Comme son âge l'imposait maintenant, elle ne faisait plus d'études et passait donc son temps à rêver dans sa chambre. Marguerite aurait aimé qu'elle se trouve un mari qui lui plaise, plutôt que son père ne décide à sa place. Elle lui faisait parfois des réflexions :

— '' Ma fille, cessez de rêver et songez plutôt à vous trouver un mari. Sinon, vous savez bien que c'est votre père qui le fera, et vous serez malheureuse.

—''Ma mère, j'ai encore bien le temps de penser à d'autres choses, ne croyez - vous pas ?

—''Faites comme vous le voulez, mais je vous aurais prévenu.

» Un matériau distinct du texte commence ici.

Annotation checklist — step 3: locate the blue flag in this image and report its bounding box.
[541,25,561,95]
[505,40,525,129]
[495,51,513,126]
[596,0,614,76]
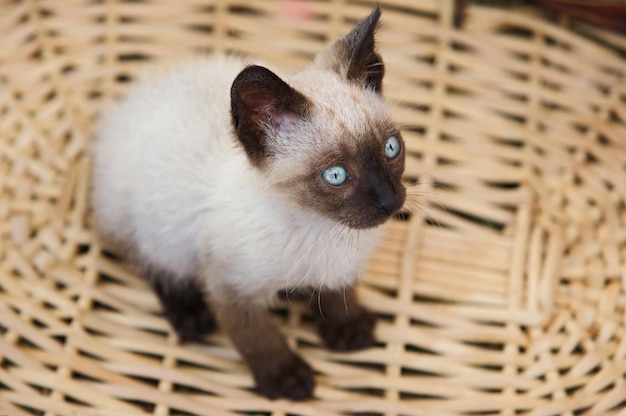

En février, les températures descendirent tellement basses que la Seine gela littéralement sur deux lieues. Louise, Marie-Anne et Marie-Catherine marchèrent donc jusqu'au fleuve complètement figé, pour pouvoir s'amuser dessus. Des milliers de personnes avaient eu la même idée qu'elles, mais qu'importe. Une après–midi entière, elles glissèrent sur la glace avec au début peu d'assurance, mais à la fin confiance et véritable plaisir.

Le soir venu, Marguerite gifla Louise et sermonna sa gouvernante car la petite fille s'était amusée pendant la période de deuil.